Rui Abreu is a Research Software Engineer at Meta. He holds a Ph.D. in Computer Science - Software Engineering from the Delft University of Technology, The Netherlands, and a M.Sc. in Computer and Systems Engineering from the University of Minho, Portugal. His research revolves around software quality, with emphasis in automating the testing and debugging phases of the software development life-cycle as well as self-adaptation. He has extensive expertise in both static and dynamic analysis algorithms for improving software quality. He is the recipient of 5 Best Paper Awards, and his work has attracted considerable attention.
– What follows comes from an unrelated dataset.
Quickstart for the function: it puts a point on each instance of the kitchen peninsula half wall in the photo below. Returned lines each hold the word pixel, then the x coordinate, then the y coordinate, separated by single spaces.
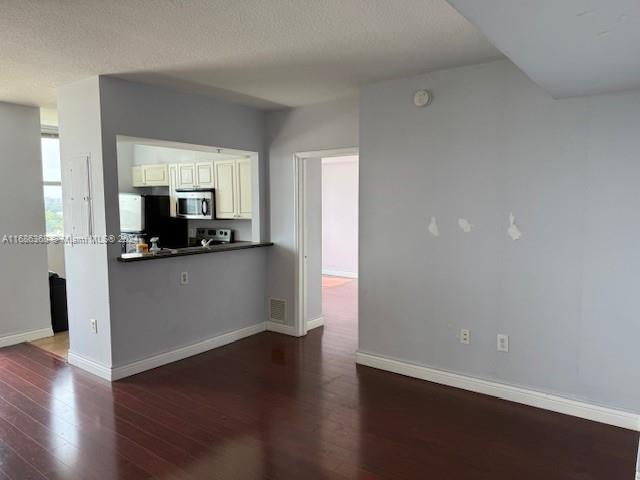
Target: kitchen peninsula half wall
pixel 124 319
Software development in the era of AI is fraught with risk, especially in rapidly evolving large enterprise software organizations. In this talk Rui and Nachi share the tools Meta has implemented to mitigate risk. Specifically, Meta has developed, deployed, and enforced Diff Risk Score (DRS) and other code health metrics to tackle production risk. Equipped with a model that predicts if a code change might cause a product customer disruption, Meta developers can build features and workflows to improve almost every aspect of writing and pushing code. Today, DRS powers many risk-aware features that optimize product quality, developer productivity, and computational capacity efficiency. Notably, DRS has helped us eliminate major code freezes, letting developers ship code when they historically could not with minimal impact to customer experience and the business.
Topics and outline
Maintaining large-scale distributed systems poses significant challenges due to their complexity, scale, and the risks of live changes. This talk presents a case study of a system which processes vast volumes of items in real time for billions of users. Over nine months, this system underwent a live architectural refactoring to improve maintainability, developer efficiency, and reliability. Key strategies included staged rollouts, automated testing, and impact validation, resulting in a 42% boost in developer efficiency, 87% reliability improvement, and notable gains in system performance and resource savings.
Looking forward, in this talk, we will explore the growing role of AI-driven refactoring techniques in accelerating development, enhancing reliability, and optimising performance in complex systems. This talk offers an overview of our current efforts, practical insights, and future directors for code maintenance and refactoring empowered by AI.